The Washington Supreme Court remains on the case, and will for a long time.
In January, the justices ruled in what is now referred to simply as the McCleary case that the state of Washington was failing to meet its “paramount” constitutional obligation to provide “ample” funding for K-12 education. The finding was a surprise to no one, but its perhaps unprecedented decision to retain jurisdiction was.
By so doing, the court was assuming the role of supervisor/referee in Olympia’s search for adequate, let alone ample, money for schools.
Like ruling dissenters Chief Justice Barbara Madsen and Justice James M. Johnson, we were troubled then by the potential for court usurpation of legislative responsibilities. Or, should the Legislature decide to snub its nose at the judicial branch, the danger the court’s authority in future cases might be compromised.
The judicial, legislative and executive branches are co-equal only as long as each respects the prerogatives of the other.
As another painful session of the Legislature played out, education escaped further cuts.
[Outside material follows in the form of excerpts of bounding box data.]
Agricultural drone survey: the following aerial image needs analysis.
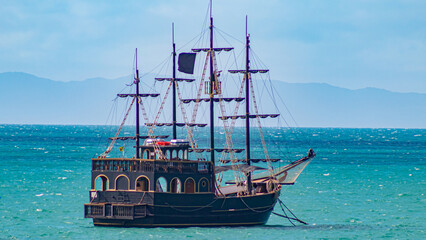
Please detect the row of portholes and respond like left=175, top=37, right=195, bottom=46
left=95, top=175, right=210, bottom=193
left=142, top=149, right=188, bottom=161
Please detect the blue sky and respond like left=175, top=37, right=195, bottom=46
left=0, top=0, right=426, bottom=93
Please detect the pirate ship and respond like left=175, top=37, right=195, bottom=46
left=84, top=2, right=315, bottom=227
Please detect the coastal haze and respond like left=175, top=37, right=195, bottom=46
left=0, top=72, right=426, bottom=128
But real progress came in the form of new teacher evaluations and consolidation of hundreds of individual district insurance plans into a statewide program that should be less expensive over the long term and fairer to maintenance, clerical and other non-teaching staff.
The Supreme Court had said it would keep its eye on the Legislature’s efforts to fund schools until 2018. Last week, in a follow-up decision, the justices outlined the role school districts, parents and other concerned parties will play as plans to restore K-12 dollars roll toward that deadline.
If embraced by everyone involved – attorneys for the McCleary faction were enthusiastic – the state should be able to make gradual progress, and get out of the court’s crosshairs.
The Legislature did its part by creating a committee specifically to engage the court on the issues raised by McCleary. The committee is supposed to report the state’s progress within 60 days of the end of each legislative session.
Instead of taking those reports at face value, the court will allow the plaintiffs in the McCleary case to review them, and challenge or question the findings. That opportunity should prevent any surprises that could create snags later.
In conclusion, the justices put the state in a position much like that created for schools by the federal No Child Left Behind education bill by requiring “steady progress” toward meeting the constitutional standard for school funding. Thirty-three states have received waivers from the federal requirements because the proficiency goals were unrealistic.
That cannot happen with education funding. The court, the state constitution and parents will not stand for a waiver in McCleary.